My cheeks bloomed bright red and I tried not to be skittish. “Hey, where are the kids?”

“With your sister.
Katherine and Trevor got here early to save us seats.” All of his attention focused on me. His sincere eyes watched my face carefully; his arm wrapped around my body and shielded me from the dangers of elementary school parents.

If I cared about Melissa’s opinion of me, I would have desperately wanted to explain this to her. And I couldn’t deny the shame and embarrassment that mingled in my chest. I wanted to run away or shove Ben out the front door and tell him to wait for me in the car.

I closed my eyes and shook my head. It wouldn’t make sense to anyone else that I had seemingly moved on already.

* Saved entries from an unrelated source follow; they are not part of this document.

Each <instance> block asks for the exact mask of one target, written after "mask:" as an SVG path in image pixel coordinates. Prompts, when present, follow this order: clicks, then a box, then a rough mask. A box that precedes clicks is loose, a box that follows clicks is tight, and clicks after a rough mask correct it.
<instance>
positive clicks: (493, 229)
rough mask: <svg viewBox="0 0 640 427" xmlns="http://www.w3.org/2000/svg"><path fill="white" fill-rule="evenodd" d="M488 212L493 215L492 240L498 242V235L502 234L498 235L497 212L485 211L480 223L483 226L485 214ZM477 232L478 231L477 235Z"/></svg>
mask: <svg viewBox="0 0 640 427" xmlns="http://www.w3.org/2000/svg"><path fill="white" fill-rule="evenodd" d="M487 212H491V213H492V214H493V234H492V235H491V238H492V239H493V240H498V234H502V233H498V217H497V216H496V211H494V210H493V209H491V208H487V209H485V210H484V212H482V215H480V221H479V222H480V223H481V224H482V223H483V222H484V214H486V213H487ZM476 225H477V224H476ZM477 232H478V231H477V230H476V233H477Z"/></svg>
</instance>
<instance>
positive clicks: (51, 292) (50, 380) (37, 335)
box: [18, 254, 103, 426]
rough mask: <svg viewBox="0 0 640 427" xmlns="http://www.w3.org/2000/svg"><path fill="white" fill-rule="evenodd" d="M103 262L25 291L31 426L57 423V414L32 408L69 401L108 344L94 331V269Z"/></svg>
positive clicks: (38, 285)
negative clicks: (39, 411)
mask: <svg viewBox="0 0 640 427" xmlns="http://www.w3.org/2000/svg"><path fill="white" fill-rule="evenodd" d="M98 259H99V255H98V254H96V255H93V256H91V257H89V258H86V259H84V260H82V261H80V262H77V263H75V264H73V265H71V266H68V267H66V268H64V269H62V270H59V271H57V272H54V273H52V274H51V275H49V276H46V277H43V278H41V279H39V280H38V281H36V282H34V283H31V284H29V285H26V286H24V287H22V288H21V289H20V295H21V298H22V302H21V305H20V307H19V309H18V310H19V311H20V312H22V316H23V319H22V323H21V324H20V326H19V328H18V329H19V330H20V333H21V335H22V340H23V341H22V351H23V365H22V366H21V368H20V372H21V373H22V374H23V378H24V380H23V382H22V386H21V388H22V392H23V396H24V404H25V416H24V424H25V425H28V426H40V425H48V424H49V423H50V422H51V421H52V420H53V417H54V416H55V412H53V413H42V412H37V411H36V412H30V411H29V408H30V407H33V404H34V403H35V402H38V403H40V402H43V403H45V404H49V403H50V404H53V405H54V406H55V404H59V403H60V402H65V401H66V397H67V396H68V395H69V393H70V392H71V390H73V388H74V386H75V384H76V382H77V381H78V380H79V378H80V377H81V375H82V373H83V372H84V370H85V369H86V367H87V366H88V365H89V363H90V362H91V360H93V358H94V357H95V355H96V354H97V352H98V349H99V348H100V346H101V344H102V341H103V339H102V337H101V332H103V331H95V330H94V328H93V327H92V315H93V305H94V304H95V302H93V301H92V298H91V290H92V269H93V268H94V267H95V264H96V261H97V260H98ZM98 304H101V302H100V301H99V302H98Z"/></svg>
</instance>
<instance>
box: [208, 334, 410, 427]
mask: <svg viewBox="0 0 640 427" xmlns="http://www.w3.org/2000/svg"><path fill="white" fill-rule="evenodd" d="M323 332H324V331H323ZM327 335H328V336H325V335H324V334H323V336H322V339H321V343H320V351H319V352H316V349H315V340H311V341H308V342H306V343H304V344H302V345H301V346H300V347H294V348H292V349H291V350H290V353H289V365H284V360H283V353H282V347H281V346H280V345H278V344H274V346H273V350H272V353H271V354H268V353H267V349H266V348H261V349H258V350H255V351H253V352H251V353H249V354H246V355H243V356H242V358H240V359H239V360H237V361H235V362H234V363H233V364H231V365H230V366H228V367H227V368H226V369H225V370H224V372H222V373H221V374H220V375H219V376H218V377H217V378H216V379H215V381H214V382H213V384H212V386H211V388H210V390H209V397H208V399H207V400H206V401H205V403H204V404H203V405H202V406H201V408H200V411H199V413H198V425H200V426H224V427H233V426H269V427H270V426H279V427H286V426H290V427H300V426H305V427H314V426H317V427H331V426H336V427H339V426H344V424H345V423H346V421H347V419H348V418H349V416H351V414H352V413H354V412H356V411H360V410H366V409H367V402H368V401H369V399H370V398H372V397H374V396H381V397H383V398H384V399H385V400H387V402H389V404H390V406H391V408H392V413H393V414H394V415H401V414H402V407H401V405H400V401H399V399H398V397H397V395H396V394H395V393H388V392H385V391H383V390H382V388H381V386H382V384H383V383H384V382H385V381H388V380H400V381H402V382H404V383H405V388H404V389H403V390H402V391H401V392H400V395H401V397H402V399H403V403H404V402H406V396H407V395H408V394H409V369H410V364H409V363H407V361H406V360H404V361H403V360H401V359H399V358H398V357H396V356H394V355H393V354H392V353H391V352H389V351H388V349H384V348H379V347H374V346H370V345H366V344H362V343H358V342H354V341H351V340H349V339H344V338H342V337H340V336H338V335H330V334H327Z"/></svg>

But the truth was, I hadn’t moved on. I couldn’t have explained it to others if I wanted to. I still very much grieved Grady. Ben was just… Ben. A man I couldn’t say no to and a relationship I didn’t want to let go.

And Melissa was not my friend nor did she deserve an explanation.

That did not lessen my urgency to get to my seat where she could stop judging me with her curious eyes.

“I’m Melissa,” she interjected anyway. Her hand shot out to take Ben’s. “I’m the room parent for Blake’s class.”

“Hi, Melissa.”
Ben shook her hand but didn’t offer any more details about
himself
.

Melissa’s wide gaze shot to me. I nearly laughed. “I’ll call you about the play date,” I told her. I left her to watch after us as we walked back toward the entrance to the auditorium.

I groaned as soon as we were far enough away from her and leaned into Ben, pushing him sideways. “She’s going to go run and tell all the other mom’s I brought a gigolo to the spring play.”

“Do I look like a gigolo?” Ben sounded truly alarmed.